Jeffrey Johns, Sam Salek, Faraz Ali, Florence Dalgard, Jörg Kupfer, Andrew Y Finlay

Abstract

Mokken Scale Analysis is a nonparametric approach within item response theory that evaluates whether a set of items forms a hierarchical, cumulative scale measuring a single latent trait. The method computes scalability coefficients and standard errors, where scalability refers to how well a set of items forms a unidimensional scale, meaning items measure the same underlying latent trait. The scalability, monotonicity, and invariant item ordering of the Dermatology Life Quality Index (DLQI) were evaluated using Mokken Scale Analysis of data from a European multicentre cross-sectional study of patients attending dermatological outpatient clinics in 13 countries.

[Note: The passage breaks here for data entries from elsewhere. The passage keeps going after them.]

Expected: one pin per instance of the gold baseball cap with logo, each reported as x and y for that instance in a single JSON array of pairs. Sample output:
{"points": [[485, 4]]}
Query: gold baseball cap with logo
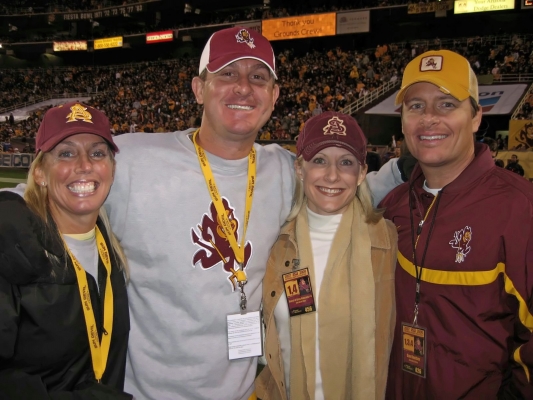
{"points": [[450, 71]]}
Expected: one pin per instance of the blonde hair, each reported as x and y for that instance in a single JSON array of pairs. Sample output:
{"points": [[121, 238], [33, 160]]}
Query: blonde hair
{"points": [[363, 194], [36, 197]]}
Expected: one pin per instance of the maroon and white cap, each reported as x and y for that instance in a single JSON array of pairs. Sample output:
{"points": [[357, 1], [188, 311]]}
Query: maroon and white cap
{"points": [[331, 129], [237, 43], [70, 119]]}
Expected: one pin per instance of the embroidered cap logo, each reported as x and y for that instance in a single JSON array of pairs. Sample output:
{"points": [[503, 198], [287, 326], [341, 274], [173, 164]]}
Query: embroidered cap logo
{"points": [[335, 126], [78, 112], [244, 37]]}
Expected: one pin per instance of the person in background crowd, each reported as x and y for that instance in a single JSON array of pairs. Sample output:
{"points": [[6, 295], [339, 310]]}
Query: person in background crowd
{"points": [[493, 146], [204, 262], [64, 321], [514, 166], [335, 342], [462, 280]]}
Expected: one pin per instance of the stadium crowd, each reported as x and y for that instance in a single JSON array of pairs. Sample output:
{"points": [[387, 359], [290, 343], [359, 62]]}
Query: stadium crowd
{"points": [[190, 17], [157, 97]]}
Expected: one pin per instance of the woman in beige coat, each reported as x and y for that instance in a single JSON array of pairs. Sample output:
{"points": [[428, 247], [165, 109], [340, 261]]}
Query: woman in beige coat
{"points": [[334, 341]]}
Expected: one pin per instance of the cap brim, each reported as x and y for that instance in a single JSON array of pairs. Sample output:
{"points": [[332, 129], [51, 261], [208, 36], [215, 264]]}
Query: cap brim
{"points": [[54, 141], [456, 91], [221, 62]]}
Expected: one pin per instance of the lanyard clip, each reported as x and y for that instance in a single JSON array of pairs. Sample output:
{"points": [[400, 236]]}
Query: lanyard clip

It is important to confirm the validity aspects of the most widely used questionnaire in dermatology. We calculated item-pair scalability (Hij), item scalability (Hi, measuring how strongly each DLQI item fits into the cumulative Mokken scale), Loevinger’s scale (H) coefficients, and Gplus/OPlus Guttman errors (person-level error counts showing how much an individual’s response pattern deviates from an ideal hierarchical scale). Additionally, we assessed the monotonicity and manifest invariant item ordering coefficient (MIIO) of items using HT-statistics. This is a practical method to check invariant item ordering – the difficulty consistent across all respondents, whatever the trait level. Reliability indices were determined, including alpha, omega and omega total. All DLQI items exhibited moderate-to-strong scalability (Hi ≈ 0.46–0.61), supporting monotone homogeneity. The overall H (≈ 0.52, 95% confidence interval 0.51–0.54) indicates a moderately strong cumulative structure. The MIIO HT-value (∼ 0.19) suggests weak invariant item ordering, which is consistent with observations that certain context-dependent items (e.g. work or study) can disturb strict ordering. A majority of respondents (97.3% < Tukey fence) had few or no violations, suggesting strong consistency and coherency with the ideal Guttman pattern and supporting the monotone homogeneity assumption. Reliability indices were high (Cronbach’s alpha ≈ 0.90, omega total ≈ 0.91), indicating high internal consistency. The DLQI forms a moderately scalable, unidimensional measure with strong monotonicity and coherent scales.